AWS Access KeysAKIA...
Google OAuth tokensya29....
Google API keysAIza...
GitHub PATsghp_...
GitHub OAuthgho_...
Generic API keysapi_key = "..."
Bearer tokensAuthorization: Bearer ...

All detected credentials are replaced with [API_KEY_REDACTED]. This detector runs on both inputs and outputs, catching credentials that users accidentally paste into prompts and credentials that the LLM might hallucinate from its training data.

Output Scanning: The Other Side

PII detection runs on both directions:

Input scanning catches PII that users are sending to the LLM. This prevents the data from reaching the LLM provider's servers.

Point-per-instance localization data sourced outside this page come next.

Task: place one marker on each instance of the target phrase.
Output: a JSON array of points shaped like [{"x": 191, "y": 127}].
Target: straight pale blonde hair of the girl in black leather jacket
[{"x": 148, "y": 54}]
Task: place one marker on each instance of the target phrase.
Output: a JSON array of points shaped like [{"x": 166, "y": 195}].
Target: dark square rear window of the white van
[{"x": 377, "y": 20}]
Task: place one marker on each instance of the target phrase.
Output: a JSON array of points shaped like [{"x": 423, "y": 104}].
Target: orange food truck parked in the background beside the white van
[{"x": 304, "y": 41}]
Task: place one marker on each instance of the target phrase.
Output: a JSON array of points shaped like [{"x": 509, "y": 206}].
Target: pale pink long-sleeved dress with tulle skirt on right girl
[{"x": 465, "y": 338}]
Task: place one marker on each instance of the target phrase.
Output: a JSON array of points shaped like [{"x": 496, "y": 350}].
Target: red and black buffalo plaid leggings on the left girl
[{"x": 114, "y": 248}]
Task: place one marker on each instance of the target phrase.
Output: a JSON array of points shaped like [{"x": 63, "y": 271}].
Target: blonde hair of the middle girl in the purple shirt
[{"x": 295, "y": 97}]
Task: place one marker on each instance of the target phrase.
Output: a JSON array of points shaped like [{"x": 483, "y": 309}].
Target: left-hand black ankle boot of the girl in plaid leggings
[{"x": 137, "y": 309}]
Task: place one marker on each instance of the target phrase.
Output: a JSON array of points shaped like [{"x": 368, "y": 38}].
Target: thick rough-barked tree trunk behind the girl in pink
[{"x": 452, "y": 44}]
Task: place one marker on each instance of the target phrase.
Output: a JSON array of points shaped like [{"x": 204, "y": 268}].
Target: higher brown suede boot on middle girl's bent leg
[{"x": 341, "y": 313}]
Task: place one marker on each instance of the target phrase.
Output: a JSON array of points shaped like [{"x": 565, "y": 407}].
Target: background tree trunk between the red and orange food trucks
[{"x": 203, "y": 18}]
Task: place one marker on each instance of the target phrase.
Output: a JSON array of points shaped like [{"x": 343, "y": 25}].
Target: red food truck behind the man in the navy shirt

Output scanning catches PII that the LLM generates in its response. This can happen when:

  • The LLM hallucinates realistic-looking PII
  • The LLM echoes back PII from its training data
  • A RAG system injects PII from retrieved documents into the response

For streaming responses, output scanning runs in real-time as chunks arrive. If PII is detected in a stream chunk, we can redact it inline without cutting the entire stream.

Conclusion

PII detection isn't about finding patterns. It's about finding the right patterns with enough precision that you don't destroy the user experience.

Our approach is deliberately simple: regex patterns, structural validation (Luhn), preset-based sensitivity, and redaction instead of blocking. No ML model, no NER, no embeddings. Just well-crafted patterns and careful engineering.

The simplicity is the point. Every detection rule is readable, auditable, and deterministic. When we redact a credit card number, you can trace the decision to a specific regex pattern and a passing Luhn check. Try getting that level of explainability from a neural network.

If you're not looking at context, you're not detecting PII—you're just grepping for digits. And if you're blocking instead of redacting, you're not protecting users—you're punishing them for having personal information.